Solvency Resolution

Under the Corporations Act Section 588G a company’s directors should ensure that at all times it is solvent; a company cannot trade whilst insolvent.

Sec. 95A states that a company is solvent if it is able to pay all its debts as and when they become due and payable; and that a company which is not solvent is insolvent.

Annual Solvency Resolution

Following receipt of a Company’s Annual Statement (‘extract of particulars’), on the anniversary of the company’s formation (or some other approved date) – its ‘annual Review Date’ – the directors must, inter alia, within 2 months resolve that the company is solvent (unless exempted because the company has lodged a financial report with ASIC within the 12 months before the Review Date [Sec. 347A(2)]).
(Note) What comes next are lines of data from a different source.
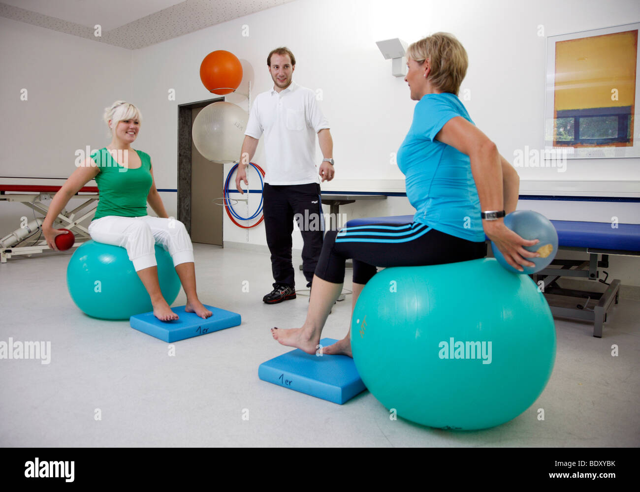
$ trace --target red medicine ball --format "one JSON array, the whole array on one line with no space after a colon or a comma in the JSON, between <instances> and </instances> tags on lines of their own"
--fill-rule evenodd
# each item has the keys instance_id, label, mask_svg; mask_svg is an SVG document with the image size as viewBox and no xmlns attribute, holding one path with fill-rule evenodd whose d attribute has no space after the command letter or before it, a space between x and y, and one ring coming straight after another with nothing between
<instances>
[{"instance_id":1,"label":"red medicine ball","mask_svg":"<svg viewBox=\"0 0 640 492\"><path fill-rule=\"evenodd\" d=\"M56 248L62 251L65 250L68 250L76 242L76 236L68 229L59 229L58 230L66 230L67 232L66 234L58 234L56 236Z\"/></svg>"}]
</instances>

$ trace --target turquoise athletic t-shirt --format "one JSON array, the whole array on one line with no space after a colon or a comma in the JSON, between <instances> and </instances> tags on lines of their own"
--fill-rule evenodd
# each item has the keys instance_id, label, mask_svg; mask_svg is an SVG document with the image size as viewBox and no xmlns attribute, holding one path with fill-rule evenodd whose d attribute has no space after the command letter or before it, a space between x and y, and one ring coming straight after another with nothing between
<instances>
[{"instance_id":1,"label":"turquoise athletic t-shirt","mask_svg":"<svg viewBox=\"0 0 640 492\"><path fill-rule=\"evenodd\" d=\"M427 94L413 111L413 121L398 150L406 196L415 208L415 222L463 239L484 241L480 200L469 157L434 140L452 118L471 118L458 96ZM474 123L475 124L475 123Z\"/></svg>"}]
</instances>

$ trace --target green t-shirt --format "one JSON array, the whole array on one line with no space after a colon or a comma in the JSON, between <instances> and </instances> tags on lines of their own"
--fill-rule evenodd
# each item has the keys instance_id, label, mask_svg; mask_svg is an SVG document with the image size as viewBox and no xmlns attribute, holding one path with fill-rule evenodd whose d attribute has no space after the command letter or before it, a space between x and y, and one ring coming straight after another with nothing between
<instances>
[{"instance_id":1,"label":"green t-shirt","mask_svg":"<svg viewBox=\"0 0 640 492\"><path fill-rule=\"evenodd\" d=\"M153 184L151 158L141 150L136 152L142 165L128 169L118 164L106 147L91 154L100 172L95 177L100 200L92 220L109 215L143 217L147 215L147 197ZM116 155L116 158L118 155Z\"/></svg>"}]
</instances>

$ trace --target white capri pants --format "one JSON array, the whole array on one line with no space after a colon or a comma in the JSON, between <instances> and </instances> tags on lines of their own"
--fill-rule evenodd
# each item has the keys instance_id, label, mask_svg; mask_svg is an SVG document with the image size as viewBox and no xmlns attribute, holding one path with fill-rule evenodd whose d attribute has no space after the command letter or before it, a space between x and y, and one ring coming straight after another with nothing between
<instances>
[{"instance_id":1,"label":"white capri pants","mask_svg":"<svg viewBox=\"0 0 640 492\"><path fill-rule=\"evenodd\" d=\"M156 243L169 251L173 266L193 262L191 239L184 224L175 219L109 215L92 221L89 234L98 242L126 248L136 272L157 265Z\"/></svg>"}]
</instances>

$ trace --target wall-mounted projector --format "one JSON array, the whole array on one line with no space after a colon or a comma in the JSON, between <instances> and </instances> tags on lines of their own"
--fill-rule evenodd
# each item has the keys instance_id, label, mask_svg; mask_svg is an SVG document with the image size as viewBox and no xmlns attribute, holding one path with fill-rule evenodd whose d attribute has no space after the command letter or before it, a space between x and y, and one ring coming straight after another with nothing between
<instances>
[{"instance_id":1,"label":"wall-mounted projector","mask_svg":"<svg viewBox=\"0 0 640 492\"><path fill-rule=\"evenodd\" d=\"M392 60L391 74L394 77L404 77L406 75L406 58L404 54L408 45L399 38L376 41L378 49L380 50L385 60Z\"/></svg>"}]
</instances>

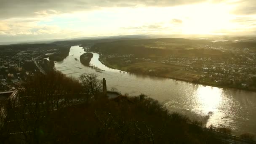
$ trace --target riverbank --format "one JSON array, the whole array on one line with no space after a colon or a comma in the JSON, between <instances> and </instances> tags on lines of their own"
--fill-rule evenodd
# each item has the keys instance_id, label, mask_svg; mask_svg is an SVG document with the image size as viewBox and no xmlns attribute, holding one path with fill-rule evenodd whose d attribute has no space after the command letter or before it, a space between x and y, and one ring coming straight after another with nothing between
<instances>
[{"instance_id":1,"label":"riverbank","mask_svg":"<svg viewBox=\"0 0 256 144\"><path fill-rule=\"evenodd\" d=\"M118 69L118 70L123 71L126 71L127 72L129 72L130 73L133 73L137 74L148 75L150 75L150 76L152 76L159 77L164 77L164 78L170 78L170 79L174 79L174 80L180 80L180 81L184 81L184 82L188 82L188 83L194 83L195 84L200 84L200 85L203 85L211 86L213 86L213 87L220 88L232 88L232 89L233 89L235 90L244 90L244 91L249 91L256 92L256 89L248 89L246 88L240 88L240 88L234 87L232 87L232 86L230 86L223 85L221 85L220 84L218 84L216 83L215 83L216 84L213 84L213 83L210 83L202 82L202 81L200 81L200 77L198 77L196 76L195 77L195 75L186 75L188 76L186 77L179 77L179 76L177 76L177 75L176 76L172 76L171 75L154 75L153 73L151 73L151 74L145 74L144 72L142 72L141 71L137 71L136 72L131 71L129 71L129 69L128 69L125 68L126 68L125 67L120 67L120 66L118 66L118 64L113 65L113 64L110 64L107 61L106 59L104 59L102 56L102 55L100 56L100 57L99 58L99 61L101 61L102 64L104 64L106 65L106 66L107 66L109 68L111 68L112 69ZM178 75L177 76L179 76L179 75Z\"/></svg>"}]
</instances>

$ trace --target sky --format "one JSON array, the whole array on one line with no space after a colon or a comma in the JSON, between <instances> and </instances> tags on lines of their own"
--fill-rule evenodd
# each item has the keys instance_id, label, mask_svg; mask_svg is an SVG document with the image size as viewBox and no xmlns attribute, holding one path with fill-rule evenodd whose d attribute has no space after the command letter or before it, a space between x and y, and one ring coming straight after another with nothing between
<instances>
[{"instance_id":1,"label":"sky","mask_svg":"<svg viewBox=\"0 0 256 144\"><path fill-rule=\"evenodd\" d=\"M256 0L0 0L0 42L256 35Z\"/></svg>"}]
</instances>

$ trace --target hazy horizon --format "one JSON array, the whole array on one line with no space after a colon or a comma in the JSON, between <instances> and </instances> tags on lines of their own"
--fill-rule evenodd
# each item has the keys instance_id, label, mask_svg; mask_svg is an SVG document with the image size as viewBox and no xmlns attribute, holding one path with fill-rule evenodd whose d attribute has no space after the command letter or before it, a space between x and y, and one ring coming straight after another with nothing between
<instances>
[{"instance_id":1,"label":"hazy horizon","mask_svg":"<svg viewBox=\"0 0 256 144\"><path fill-rule=\"evenodd\" d=\"M3 0L0 43L133 35L254 35L254 5L253 0Z\"/></svg>"}]
</instances>

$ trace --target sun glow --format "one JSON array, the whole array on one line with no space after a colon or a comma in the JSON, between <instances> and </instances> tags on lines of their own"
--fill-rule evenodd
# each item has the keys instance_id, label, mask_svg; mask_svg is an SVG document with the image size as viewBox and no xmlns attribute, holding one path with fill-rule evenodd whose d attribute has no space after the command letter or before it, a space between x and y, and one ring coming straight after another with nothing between
<instances>
[{"instance_id":1,"label":"sun glow","mask_svg":"<svg viewBox=\"0 0 256 144\"><path fill-rule=\"evenodd\" d=\"M229 14L232 7L224 4L203 4L187 11L190 13L184 21L184 34L223 34L223 30L232 27Z\"/></svg>"}]
</instances>

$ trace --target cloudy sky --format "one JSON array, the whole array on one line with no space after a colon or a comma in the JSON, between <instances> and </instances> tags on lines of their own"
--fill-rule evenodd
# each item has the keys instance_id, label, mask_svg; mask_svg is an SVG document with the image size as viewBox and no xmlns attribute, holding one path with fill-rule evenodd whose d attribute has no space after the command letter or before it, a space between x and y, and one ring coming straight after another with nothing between
<instances>
[{"instance_id":1,"label":"cloudy sky","mask_svg":"<svg viewBox=\"0 0 256 144\"><path fill-rule=\"evenodd\" d=\"M0 42L256 34L256 0L0 0Z\"/></svg>"}]
</instances>

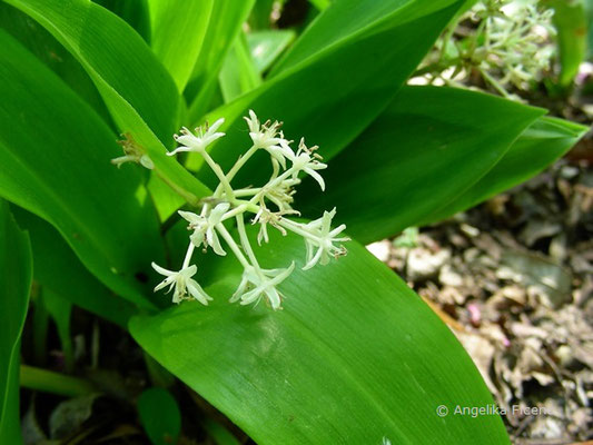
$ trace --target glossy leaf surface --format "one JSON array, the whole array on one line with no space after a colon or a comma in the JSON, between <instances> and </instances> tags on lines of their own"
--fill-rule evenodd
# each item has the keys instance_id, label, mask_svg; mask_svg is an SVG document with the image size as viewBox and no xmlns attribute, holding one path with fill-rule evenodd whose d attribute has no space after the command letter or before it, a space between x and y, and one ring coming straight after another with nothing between
<instances>
[{"instance_id":1,"label":"glossy leaf surface","mask_svg":"<svg viewBox=\"0 0 593 445\"><path fill-rule=\"evenodd\" d=\"M209 190L165 155L178 130L179 95L150 48L123 20L85 0L9 0L58 39L82 65L121 134L129 134L156 170L196 202Z\"/></svg>"},{"instance_id":2,"label":"glossy leaf surface","mask_svg":"<svg viewBox=\"0 0 593 445\"><path fill-rule=\"evenodd\" d=\"M337 219L362 243L397 234L462 195L542 113L461 89L405 87L330 160L326 192L307 178L297 208L317 218L337 207Z\"/></svg>"},{"instance_id":3,"label":"glossy leaf surface","mask_svg":"<svg viewBox=\"0 0 593 445\"><path fill-rule=\"evenodd\" d=\"M437 416L491 395L448 328L364 247L302 271L300 239L269 246L263 267L297 261L284 310L229 305L239 277L225 265L211 306L134 317L136 340L258 444L508 442L497 416Z\"/></svg>"},{"instance_id":4,"label":"glossy leaf surface","mask_svg":"<svg viewBox=\"0 0 593 445\"><path fill-rule=\"evenodd\" d=\"M137 171L110 164L116 135L86 102L10 36L0 42L0 195L50 221L107 286L151 306L135 275L164 254Z\"/></svg>"},{"instance_id":5,"label":"glossy leaf surface","mask_svg":"<svg viewBox=\"0 0 593 445\"><path fill-rule=\"evenodd\" d=\"M0 443L21 444L19 414L20 338L29 306L31 246L0 200Z\"/></svg>"}]
</instances>

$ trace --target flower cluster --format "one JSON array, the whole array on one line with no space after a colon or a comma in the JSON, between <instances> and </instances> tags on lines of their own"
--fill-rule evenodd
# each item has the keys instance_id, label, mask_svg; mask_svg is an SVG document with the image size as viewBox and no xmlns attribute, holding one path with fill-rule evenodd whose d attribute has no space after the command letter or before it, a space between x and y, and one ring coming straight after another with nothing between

Note too, the solvency resolution is ‘as at’ the actual date of signing, not back at the annual Review Date.

Lodgment of a financial report/statements with ASIC is required under Chapter 2M of the Act, annually for

  • public companies
  • disclosing entities (unlisted and Australian stock exchange listed)
  • large proprietary companies
  • most foreign-controlled small proprietary companies

and also half-yearly for all disclosing entities.

Unless exempted, the company’s directors are also obliged to pass a solvency resolution (or otherwise notify ASIC) in a form such as:

RESOLVED that, pursuant to Section 347A(1) of the Corporations Act with respect to the Annual Company Statement as at its Review Date of

  • July 200X, and having reviewed and considered the Company’s current and projected financial position, in the Directors’ opinion the Company is solvent (with the continued support of its immediate parent company, ________ Pty Ltd, and its Ultimate Holding Company,

_________ Limited, in need) and there are reasonable grounds to believe that the Company will be able to pay its debts as and when they become due and payable.”

Of course, before passing such a resolution the directors must examine the company’s current financial position (eg, by reviewing the latest available financial statements/management accounts) and cash flow forecast to satisfy themselves that they believe they can in fact meet all current and projected actual and contingent liabilities, as at the date of passing/signing the solvency resolution, from presently available and projected funds, so that there is no question about whether or not the company appears to be solvent.

Also, if the directors are relying on support from a parent company then they should obtain a letter of support or comfort to that extent backed up if appropriate with a copy of a resolution of the parent company board agreeing to support its subsidiary in need, in a form such as:

RESOLVED to confirm that the Company continue to assist all subsidiary companies as required and, in need, with any necessary financial support to ensure that they remain solvent.

However, under Sec. 347B, if the directors are unable to pass a solvency resolution, OR resolve that the company is not solvent (ie, pass a negative solvency resolution*), they must within 7 days lodge a Form 485 with ASIC (signed by any company officer).

If there is a majority of directors with the opinion that the company is solvent, that would still be a positive solvency resolution. Similarly if there are a majority of directors with the opinion that the company is NOT solvent, that would be a negative solvency resolution. If the directors are equally divided about the solvency of the company, the chairman of the meeting may cast a deciding vote, if allowed under the company’s Constitution, otherwise the solvency resolution would be lost (because it is not be passed by a majority – ie, greater than 50% – of directors).

Our Constitution, in Rule 59.5, provides that: “The chair has a casting vote if necessary in addition to any vote they have in their capacity as a director.”

There can be instances where it may be difficult to determine whether or not a company is solvent. If this is the case then the directors should probably seek legal and/or accounting advice on the matter and/or consider advising ASIC in writing of the circumstances.

  • that, in their opinion, there are reasonable grounds to believe that the company WILL NOT be able to pay its debts as and when they become due and payable.